|1874 – The telephone is born in Canada
Alexander Graham Bell invents the telephone in Brantford, Ontario, only 103 kilometers (64 miles) from Nortel Networks present world headquarters. Patent rights go to the National Bell Telephone Company (U.S.) and Bell Telephone Company of Canada.
|1882 – Bell Telephone Company of Canada branches into manufacturing
Faced with the death of the one man who supplied all its telephone units, and the prospect of losing Canadian patent rights if it didn’t manufacture domestically, Bell Telephone Company of Canada launches its own manufacturing division in Montreal. The Mechanical Department opens with two employees and grows to 13 employees by year end.

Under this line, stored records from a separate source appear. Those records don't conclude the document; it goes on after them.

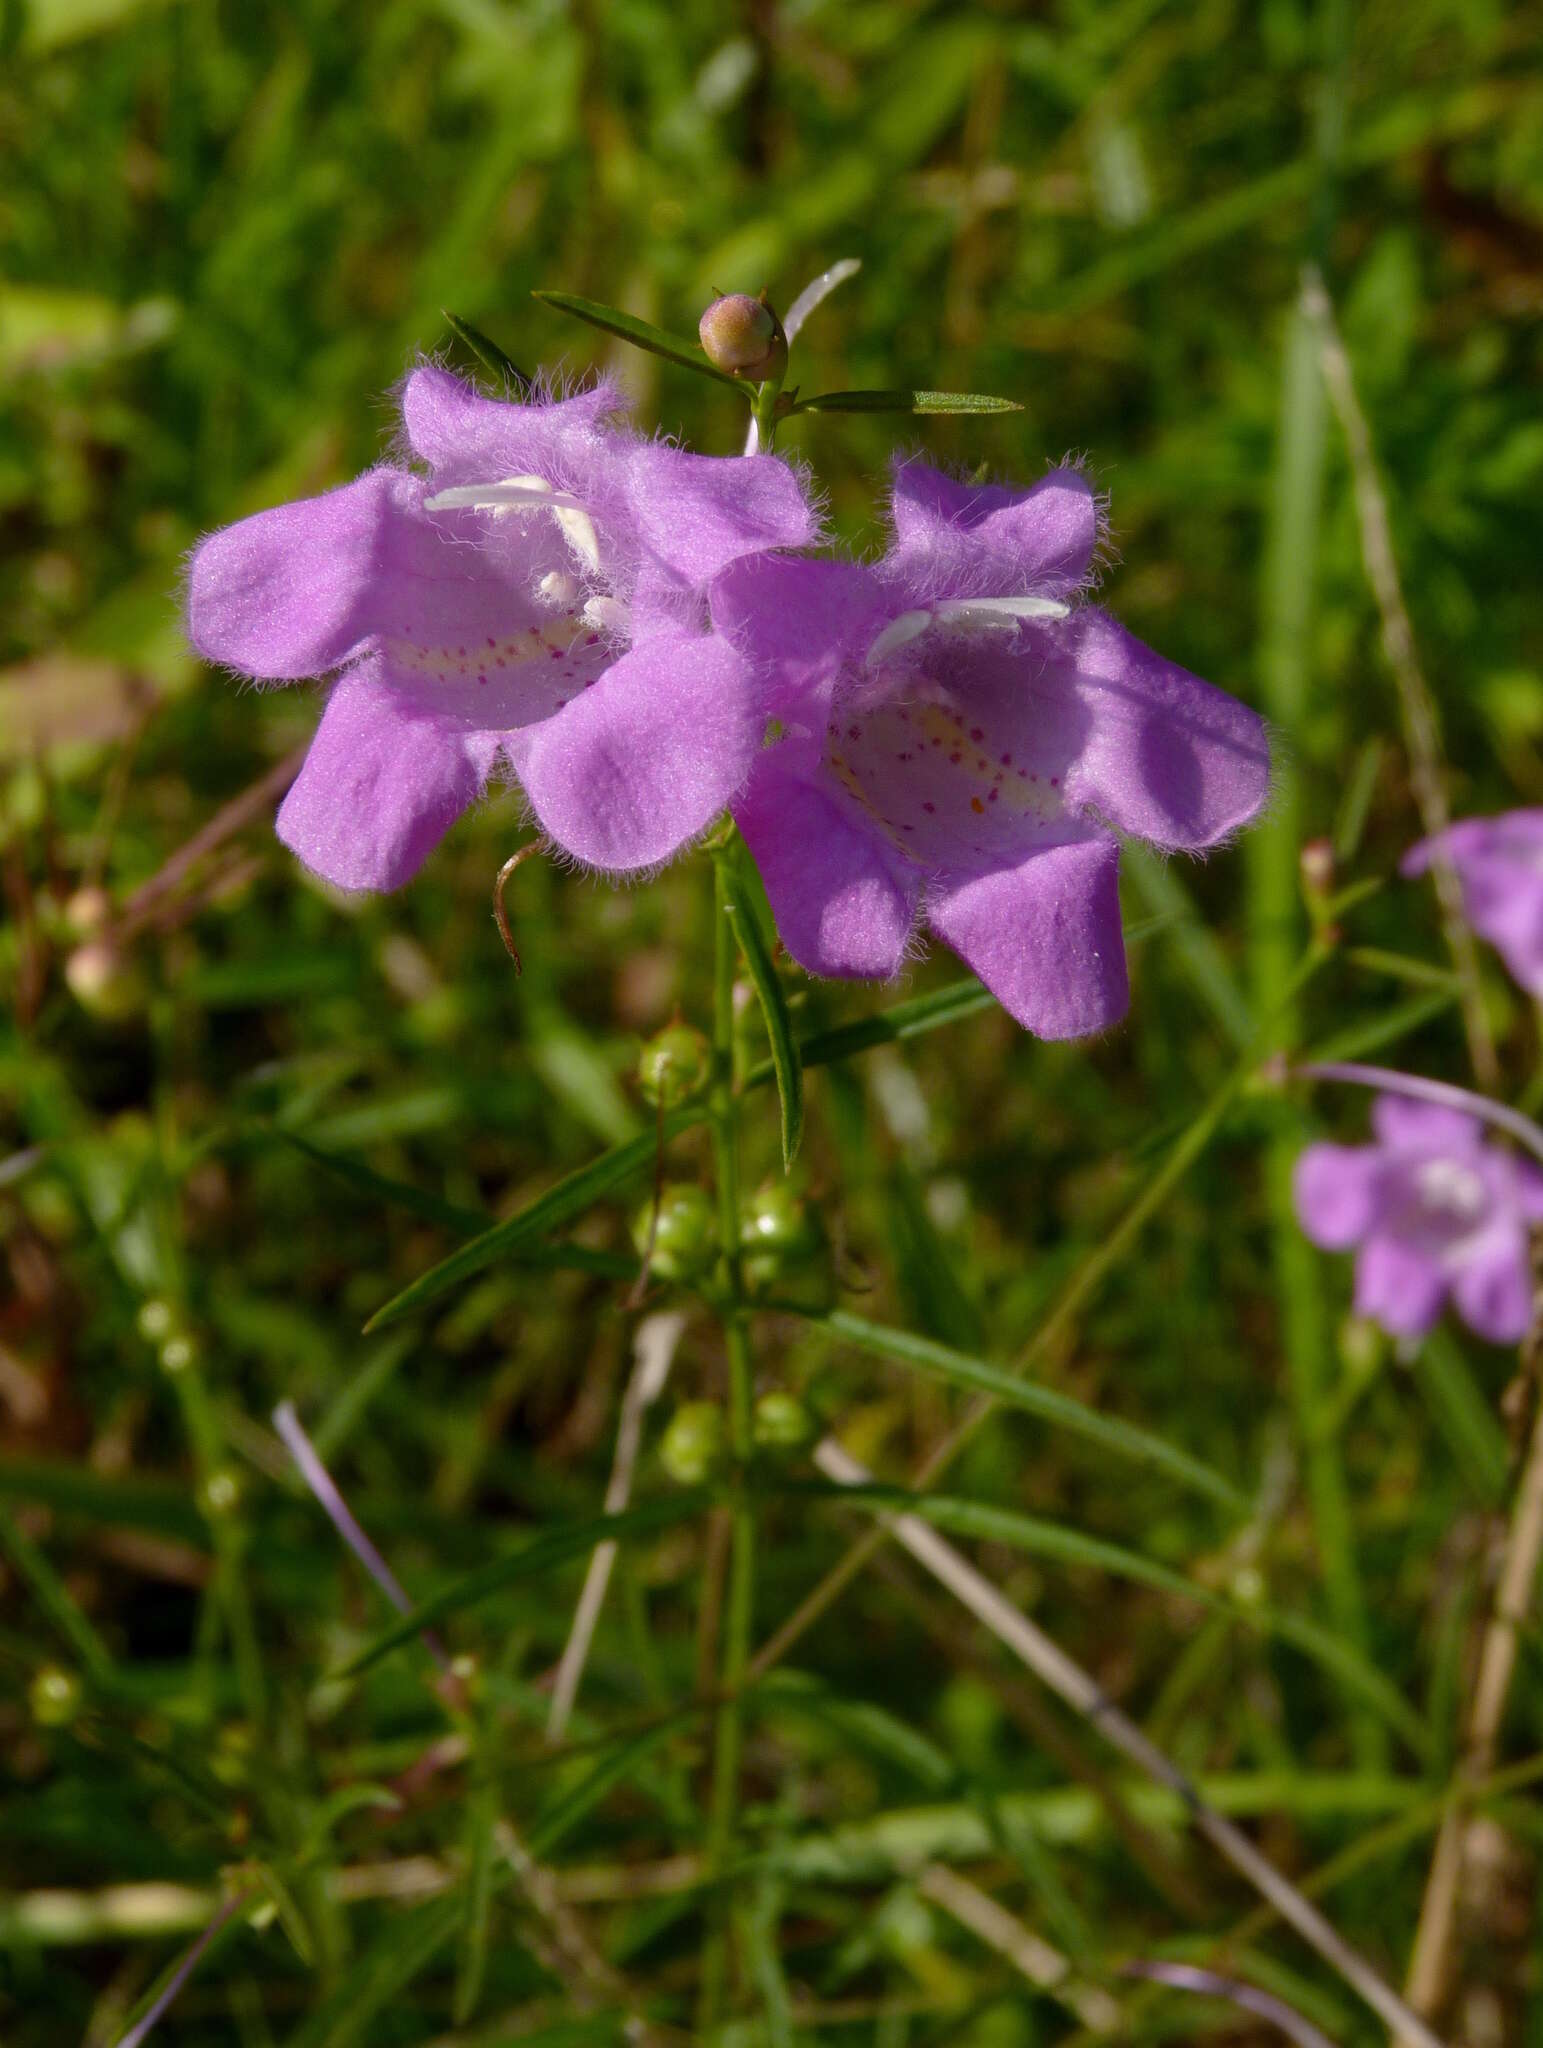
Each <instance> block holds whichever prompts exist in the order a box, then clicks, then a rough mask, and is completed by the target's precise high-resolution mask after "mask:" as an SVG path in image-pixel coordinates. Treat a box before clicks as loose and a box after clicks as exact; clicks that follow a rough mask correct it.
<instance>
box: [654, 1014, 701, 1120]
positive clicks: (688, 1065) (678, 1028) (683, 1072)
mask: <svg viewBox="0 0 1543 2048" xmlns="http://www.w3.org/2000/svg"><path fill="white" fill-rule="evenodd" d="M711 1065H713V1053H711V1049H709V1044H707V1040H705V1038H703V1034H701V1032H699V1030H695V1028H693V1026H691V1024H668V1026H666V1028H664V1030H662V1032H658V1034H656V1036H654V1038H650V1040H648V1044H645V1047H643V1051H641V1053H639V1055H637V1087H639V1090H641V1096H643V1100H645V1102H660V1104H664V1108H666V1110H672V1108H676V1104H680V1102H686V1098H689V1096H695V1094H697V1090H699V1087H705V1083H707V1075H709V1071H711Z"/></svg>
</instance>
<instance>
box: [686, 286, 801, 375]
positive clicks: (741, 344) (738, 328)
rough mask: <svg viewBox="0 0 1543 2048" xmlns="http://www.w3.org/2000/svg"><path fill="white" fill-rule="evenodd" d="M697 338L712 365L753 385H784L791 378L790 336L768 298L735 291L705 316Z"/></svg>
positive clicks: (728, 295) (711, 364) (718, 301)
mask: <svg viewBox="0 0 1543 2048" xmlns="http://www.w3.org/2000/svg"><path fill="white" fill-rule="evenodd" d="M697 336H699V338H701V344H703V354H705V356H707V360H709V362H711V365H715V367H717V369H721V371H727V373H729V375H732V377H744V379H748V381H752V383H768V381H773V383H781V379H783V377H785V375H787V336H785V334H783V322H781V319H779V317H777V313H775V311H773V307H770V305H766V295H764V293H762V295H760V297H758V299H752V297H750V295H748V293H744V291H732V293H727V295H725V297H721V299H713V303H711V305H709V307H707V311H705V313H703V317H701V322H699V326H697Z"/></svg>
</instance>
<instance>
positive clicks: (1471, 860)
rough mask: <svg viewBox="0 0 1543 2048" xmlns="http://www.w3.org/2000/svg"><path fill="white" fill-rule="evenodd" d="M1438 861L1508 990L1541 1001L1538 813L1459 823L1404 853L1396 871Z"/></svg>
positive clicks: (1404, 873)
mask: <svg viewBox="0 0 1543 2048" xmlns="http://www.w3.org/2000/svg"><path fill="white" fill-rule="evenodd" d="M1441 858H1447V860H1449V862H1451V864H1453V868H1455V870H1457V881H1459V885H1461V891H1463V911H1465V915H1467V922H1469V924H1471V926H1473V930H1475V932H1477V934H1479V938H1488V940H1490V944H1492V946H1494V948H1496V950H1498V952H1500V956H1502V961H1504V963H1506V967H1508V969H1510V973H1512V977H1514V979H1516V983H1518V985H1520V987H1523V989H1527V993H1529V995H1541V997H1543V811H1502V813H1500V815H1498V817H1465V819H1463V821H1461V823H1457V825H1449V827H1447V831H1441V834H1436V838H1434V840H1420V844H1418V846H1412V848H1410V850H1408V854H1406V856H1404V862H1402V872H1404V874H1422V872H1424V870H1426V868H1428V866H1432V864H1434V862H1436V860H1441Z"/></svg>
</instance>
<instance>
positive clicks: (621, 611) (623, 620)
mask: <svg viewBox="0 0 1543 2048" xmlns="http://www.w3.org/2000/svg"><path fill="white" fill-rule="evenodd" d="M580 618H582V621H584V625H586V627H592V629H594V631H596V633H613V635H615V637H617V639H625V637H627V631H629V627H631V612H629V610H627V606H625V604H623V602H621V598H590V600H588V604H586V606H584V610H582V612H580Z"/></svg>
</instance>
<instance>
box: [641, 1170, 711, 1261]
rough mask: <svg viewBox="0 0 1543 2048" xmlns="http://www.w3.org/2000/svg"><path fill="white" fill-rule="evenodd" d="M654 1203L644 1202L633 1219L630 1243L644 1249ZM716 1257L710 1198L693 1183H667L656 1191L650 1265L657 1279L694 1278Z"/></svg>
mask: <svg viewBox="0 0 1543 2048" xmlns="http://www.w3.org/2000/svg"><path fill="white" fill-rule="evenodd" d="M652 1225H654V1204H652V1202H645V1204H643V1206H641V1208H639V1210H637V1217H635V1221H633V1243H635V1245H637V1249H639V1251H648V1239H650V1229H652ZM715 1257H717V1219H715V1214H713V1198H711V1196H709V1194H707V1190H705V1188H699V1186H697V1184H695V1182H668V1184H666V1186H664V1190H662V1192H660V1221H658V1229H654V1251H652V1253H650V1266H652V1270H654V1272H656V1274H658V1276H660V1280H695V1278H699V1276H701V1274H705V1272H707V1268H709V1266H711V1264H713V1260H715Z"/></svg>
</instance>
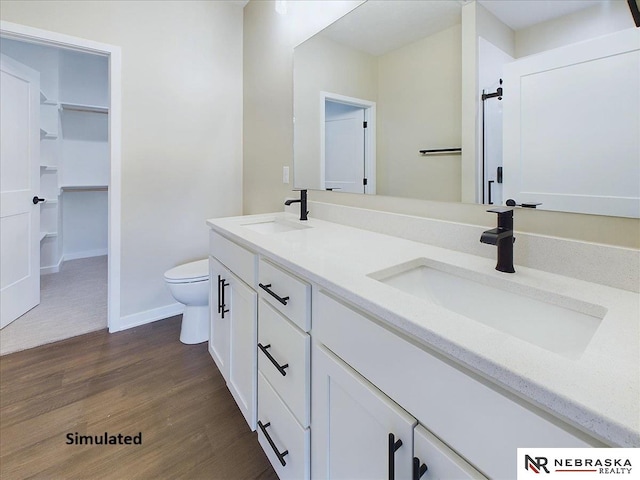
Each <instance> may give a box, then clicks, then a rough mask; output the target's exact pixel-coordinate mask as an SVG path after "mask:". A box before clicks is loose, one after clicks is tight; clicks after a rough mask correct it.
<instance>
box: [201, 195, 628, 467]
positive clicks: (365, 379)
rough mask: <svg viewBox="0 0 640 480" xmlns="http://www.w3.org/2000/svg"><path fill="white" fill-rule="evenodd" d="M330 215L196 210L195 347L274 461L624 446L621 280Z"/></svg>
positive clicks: (324, 466)
mask: <svg viewBox="0 0 640 480" xmlns="http://www.w3.org/2000/svg"><path fill="white" fill-rule="evenodd" d="M320 210H321V208H320V205H316V206H315V208H312V212H319V211H320ZM358 213H359V214H361V212H358ZM403 217H404V219H400V220H398V221H411V222H418V223H419V222H421V221H425V222H428V221H430V220H426V219H418V218H411V219H409V220H407V217H406V216H403ZM340 221H341V223H342V224H339V223H334V222H333V221H327V220H322V219H319V218H310V219H309V220H308V221H306V222H302V221H299V220H298V219H297V217H296V216H294V215H291V214H287V213H276V214H268V215H252V216H244V217H230V218H222V219H212V220H209V221H208V222H207V223H208V225H209V226H210V228H211V232H210V239H211V251H210V253H211V263H210V264H211V269H212V270H211V274H212V278H211V284H212V292H211V299H210V305H211V318H212V323H211V325H212V331H211V338H210V344H209V349H210V352H211V354H212V356H213V358H214V360H216V364H217V365H218V367H219V368H220V369H221V371H222V372H223V375H224V376H225V379H226V380H227V383H228V385H229V388H230V390H231V392H232V393H233V395H234V398H236V401H237V402H238V404H239V407H240V409H241V410H242V411H243V414H244V415H245V418H246V419H247V421H248V422H249V425H250V426H251V428H252V429H257V430H258V438H259V441H260V443H261V445H262V447H263V449H264V450H265V452H266V454H267V456H268V457H269V459H270V461H271V463H272V465H273V466H274V469H275V470H276V472H277V473H278V475H279V477H280V478H282V479H285V478H296V479H298V478H345V477H350V476H355V475H356V473H357V475H358V476H360V477H367V478H381V477H384V478H387V477H388V478H393V477H394V476H395V478H419V477H420V476H421V475H422V474H424V473H425V472H429V473H430V475H433V476H434V477H433V478H440V477H441V478H485V477H489V478H515V476H516V463H517V457H516V449H517V448H519V447H588V446H620V447H631V446H635V447H638V446H640V406H639V402H638V398H640V387H639V380H638V379H639V378H640V371H639V370H640V361H639V355H640V345H639V343H640V341H639V325H638V318H639V317H640V312H639V295H638V293H637V292H634V291H630V290H629V289H624V288H614V287H613V286H607V285H602V284H596V283H592V282H588V281H584V280H582V279H577V278H571V277H569V276H564V275H558V274H557V273H549V272H544V271H541V270H537V269H534V268H529V267H525V266H522V265H520V264H518V261H517V260H516V273H515V274H505V273H501V272H497V271H495V269H494V267H495V259H494V258H486V257H485V256H478V255H475V254H470V253H464V252H460V251H456V250H452V249H444V248H441V247H438V246H434V245H432V244H427V243H421V242H416V241H411V240H407V239H405V238H401V237H400V236H392V235H385V234H381V233H375V232H373V231H370V230H364V229H360V228H354V227H352V226H349V225H345V224H344V223H347V222H346V221H345V220H344V216H343V217H342V218H341V220H340ZM441 223H442V224H443V229H442V232H444V233H442V234H444V235H446V234H447V233H446V232H447V231H448V230H447V229H448V228H449V229H450V228H454V227H452V226H451V224H450V225H449V226H444V224H445V223H446V222H441ZM414 225H415V224H414ZM456 228H457V227H456ZM460 228H462V230H465V229H467V230H468V231H469V232H472V233H473V232H475V230H474V229H475V227H473V226H460ZM465 231H466V230H465ZM478 231H479V232H480V231H481V229H480V228H479V227H478ZM478 239H479V233H478V235H477V237H476V238H474V239H473V240H474V241H475V242H476V243H479V242H478ZM523 243H525V242H523ZM525 244H526V243H525ZM516 248H517V247H516ZM604 248H606V247H604ZM578 250H579V248H578ZM622 254H623V255H624V252H623V253H622ZM594 262H596V263H597V259H596V260H594ZM220 272H223V273H222V274H221V273H220ZM218 275H221V281H220V280H219V281H218V282H216V280H218ZM605 277H606V275H605ZM234 282H235V283H234ZM225 284H229V286H226V285H225ZM216 285H218V288H217V289H216ZM231 285H235V287H232V286H231ZM236 297H239V300H236ZM216 300H217V301H216ZM236 305H238V306H237V307H236ZM216 306H217V307H218V308H217V309H216ZM234 308H235V309H236V311H235V312H234ZM226 310H229V311H226ZM223 311H224V312H225V313H224V315H225V318H224V322H222V320H223V319H222V318H221V312H223ZM241 317H242V318H241ZM234 323H235V324H237V325H236V326H234ZM234 330H235V331H236V332H237V335H235V336H234V334H233V333H231V334H230V333H229V332H234ZM240 338H242V340H239V339H240ZM236 340H237V341H236ZM225 349H226V350H225ZM220 351H225V352H226V353H224V355H221V354H220V353H219V352H220ZM221 356H222V357H224V358H225V360H224V361H222V360H221V358H220V357H221ZM225 362H226V363H225ZM221 365H222V366H221ZM234 372H235V373H234ZM234 375H235V379H236V380H234ZM237 379H241V381H238V380H237ZM238 384H241V385H240V386H239V385H238ZM424 478H429V475H426V476H425V477H424Z"/></svg>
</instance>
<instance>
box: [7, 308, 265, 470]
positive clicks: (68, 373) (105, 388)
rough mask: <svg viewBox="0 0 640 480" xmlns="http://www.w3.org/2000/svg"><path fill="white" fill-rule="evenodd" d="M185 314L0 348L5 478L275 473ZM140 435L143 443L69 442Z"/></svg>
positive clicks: (206, 351) (254, 433)
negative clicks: (10, 349) (72, 440)
mask: <svg viewBox="0 0 640 480" xmlns="http://www.w3.org/2000/svg"><path fill="white" fill-rule="evenodd" d="M180 321H181V317H180V316H178V317H173V318H170V319H167V320H162V321H159V322H154V323H151V324H148V325H144V326H142V327H137V328H134V329H130V330H126V331H124V332H118V333H114V334H109V333H107V331H106V330H101V331H98V332H93V333H89V334H86V335H82V336H78V337H74V338H71V339H67V340H63V341H60V342H57V343H53V344H49V345H44V346H41V347H37V348H34V349H31V350H25V351H22V352H17V353H12V354H9V355H5V356H3V357H0V478H2V479H3V480H4V479H7V480H8V479H23V478H45V479H77V478H81V479H85V478H90V479H164V478H167V479H169V478H170V479H174V478H187V479H200V478H202V479H205V478H206V479H264V480H275V479H277V476H276V474H275V472H274V471H273V469H272V467H271V465H269V461H268V460H267V458H266V456H265V455H264V453H263V452H262V450H261V448H260V445H259V444H258V440H257V436H256V433H255V432H251V431H250V430H249V427H248V425H247V424H246V422H245V420H244V417H243V416H242V414H241V413H240V410H239V409H238V408H237V406H236V405H235V403H234V401H233V398H232V396H231V394H230V393H229V391H228V390H227V387H226V385H225V383H224V379H223V378H222V376H221V375H220V372H219V371H218V369H217V367H216V366H215V364H214V363H213V360H212V359H211V356H210V355H209V352H208V351H207V346H206V343H203V344H199V345H183V344H182V343H180V342H179V340H178V337H179V334H180ZM76 432H77V434H78V435H91V436H94V435H104V433H105V432H108V433H109V435H118V434H122V435H138V434H139V433H142V445H75V444H71V445H70V444H67V441H68V437H67V435H68V434H72V436H71V438H75V434H76Z"/></svg>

|1886 – The first switchboard
The Mechanical Department manufactures its first telephone switchboard — the 50-line Standard Magneto Switchboard.
|1890 – Expansion to meet Bell Canada contracts
Ground is broken for a new factory to house the Mechanical Department’s 200 employees, who by now are fabricating nearly all the equipment used by Bell in Canada.
|1895 – Defining the organization around customer needs
Canada evolves from a cluster of insignificant British colonies into a country, with a transcontinental railway and the beginnings of a national phone system. To take advantage of opportunities to sell to other operating companies, and to sell non-telephone apparatus, the Northern Electric and Manufacturing Company Limited is incorporated.
|1895 – Identifying and meeting a critical requirement
Fire can still ravage a city block in the time it takes horse-drawn fire engines to respond. Early warning is critical. The Northern Electric Manufacturing Company develops The No 3. Signal Box, one of the first fire-alarm boxes.
|1899 – Growth by targeted acquisition
Bell Telephone of Canada purchases a wire and cable manufacturing company, which will eventually be merged with the telephone equipment manufacturing subsidiary.